VocabTailor: Dynamic Vocabulary Selection for Downstream Tasks in Small Language Models
Hanling Zhang, Yayu Zhou, Tongcheng Fang, Zhihang Yuan, Guohao Dai, Wanli Ouyang, Yu Wang
TL;DR
VocabTailor addresses memory bottlenecks in small language models by decoupling vocabulary components and employing a hybrid static-dynamic strategy guided by lexical locality and computation asymmetry. It offloads embeddings to CPU or disk-backed storage and maintains a compact, task-specific static LM head while dynamically loading input-relevant head tokens on demand, reducing memory usage substantially with minimal degradation in downstream tasks. Across five tasks, it achieves up to 99% reduction in vocabulary-related memory and demonstrates robust performance, particularly in information extraction and code-related generation, where input-token overlap is high.
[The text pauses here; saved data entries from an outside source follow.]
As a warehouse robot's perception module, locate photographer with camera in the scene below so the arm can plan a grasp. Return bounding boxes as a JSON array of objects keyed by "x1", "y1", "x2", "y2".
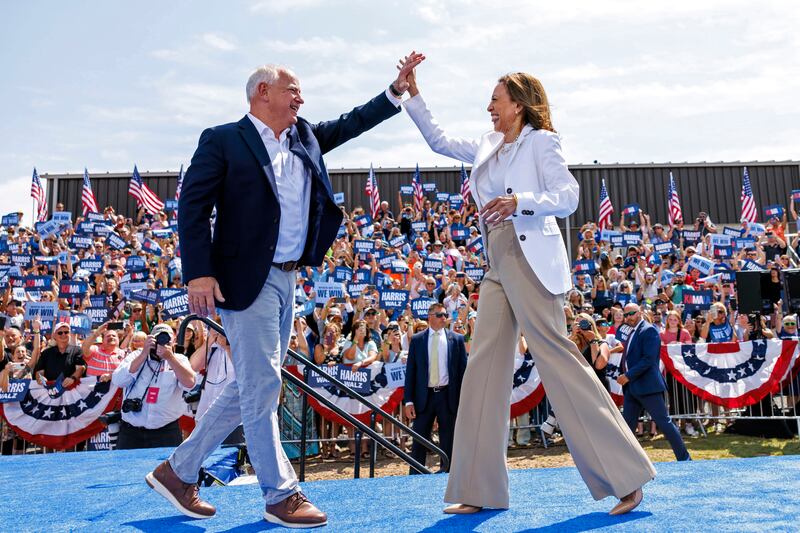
[{"x1": 111, "y1": 324, "x2": 195, "y2": 450}]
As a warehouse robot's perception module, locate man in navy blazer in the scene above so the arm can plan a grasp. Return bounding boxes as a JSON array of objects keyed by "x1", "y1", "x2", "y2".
[
  {"x1": 617, "y1": 304, "x2": 691, "y2": 461},
  {"x1": 403, "y1": 303, "x2": 467, "y2": 474},
  {"x1": 146, "y1": 53, "x2": 424, "y2": 527}
]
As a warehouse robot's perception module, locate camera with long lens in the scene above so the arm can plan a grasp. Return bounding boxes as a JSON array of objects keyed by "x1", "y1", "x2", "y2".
[{"x1": 122, "y1": 398, "x2": 142, "y2": 413}]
The approach offers practical benefits for on-device inference and edge deployments, enabling more memory-efficient yet flexible SLMs with broad applicability and tunable accuracy-memory trade-offs.
Abstract
Small Language Models (SLMs) provide computational advantages in resource-constrained environments, yet memory limitations remain a critical bottleneck for edge device deployment. A substantial portion of SLMs' memory footprint stems from vocabulary-related components, particularly embeddings and language modeling (LM) heads, due to large vocabulary sizes. Existing static vocabulary pruning, while reducing memory usage, suffers from rigid, one-size-fits-all designs that cause information loss from the prefill stage and a lack of flexibility. In this work, we identify two key principles underlying the vocabulary reduction challenge: the lexical locality principle, the observation that only a small subset of tokens is required during any single inference, and the asymmetry in computational characteristics between vocabulary-related components of SLM. Based on these insights, we introduce VocabTailor, a novel decoupled dynamic vocabulary selection framework that addresses memory constraints through offloading embedding and implements a hybrid static-dynamic vocabulary selection strategy for LM Head, enabling on-demand loading of vocabulary components. Comprehensive experiments across diverse downstream tasks demonstrate that VocabTailor achieves a reduction of up to 99% in the memory usage of vocabulary-related components with minimal or no degradation in task performance, substantially outperforming existing static vocabulary pruning.